Comme annoncé, la question relative à la sécurité a été abordée par les deux chefs de gouvernement.
Le Premier ministre guinéen, Amadou Oury Bah, a privilégié la retenue, insistant sur la nécessité de ne pas divulguer d’informations sensibles: « Vous savez, les questions sécuritaires méritent d’être traitées avec discrétion. Pour avoir plus d’efficacité, mais dans l’approche globale, la Guinée est suffisamment attentive à tout ce qui peut affecter aussi bien la stabilité de la République du Mali que la stabilité de la République de Guinée et beaucoup plus largement à la stabilité des États de l’Afrique de l’Ouest et des réponses pratiques seront données en fonction de l’évolution des situations sur le terrain. »

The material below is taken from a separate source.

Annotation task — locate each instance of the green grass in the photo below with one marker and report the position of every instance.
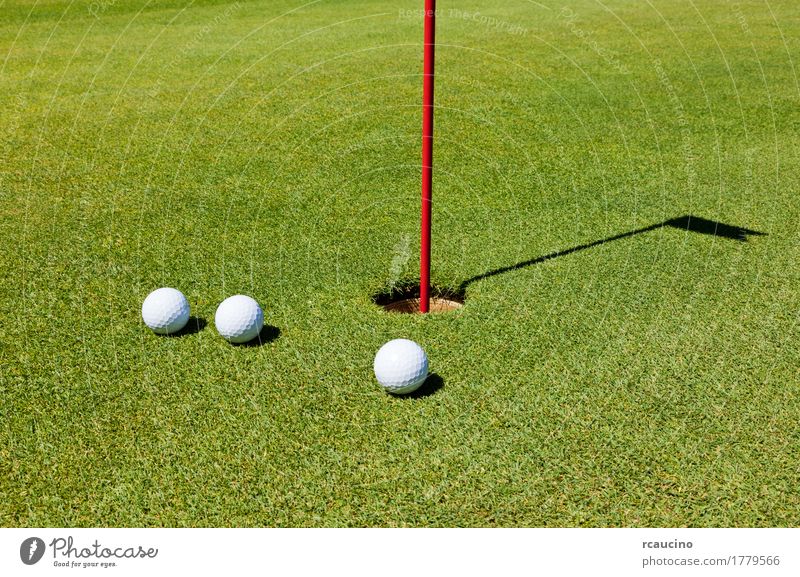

De son côté, le Premier ministre malien a rappelé les progrès enregistrés dans son pays face aux menaces terroristes: « Je voudrais peut-être faire un rappel extrêmement important. Ce que vit le Mali aujourd’hui est un signal fort d’amélioration substantielle de la situation sécuritaire. Je voudrais rappeler qu’en 2012, le Mali avait perdu plus de 70 % de son territoire à cause de l’action des groupes terroristes. Depuis 3 ans, par la grâce de Dieu, nous avons pu inverser la tendance grâce à l’engagement de nos vaillantes forces de défense et de sécurité, sous le leadership très éclairé du chef suprême des armées, son excellence général d’armée, Assimi Goita, président de la transition et chef de l’État. »
Les deux dirigeants affichent ainsi une position commune, prudence dans la communication et vigilance face aux enjeux régionaux.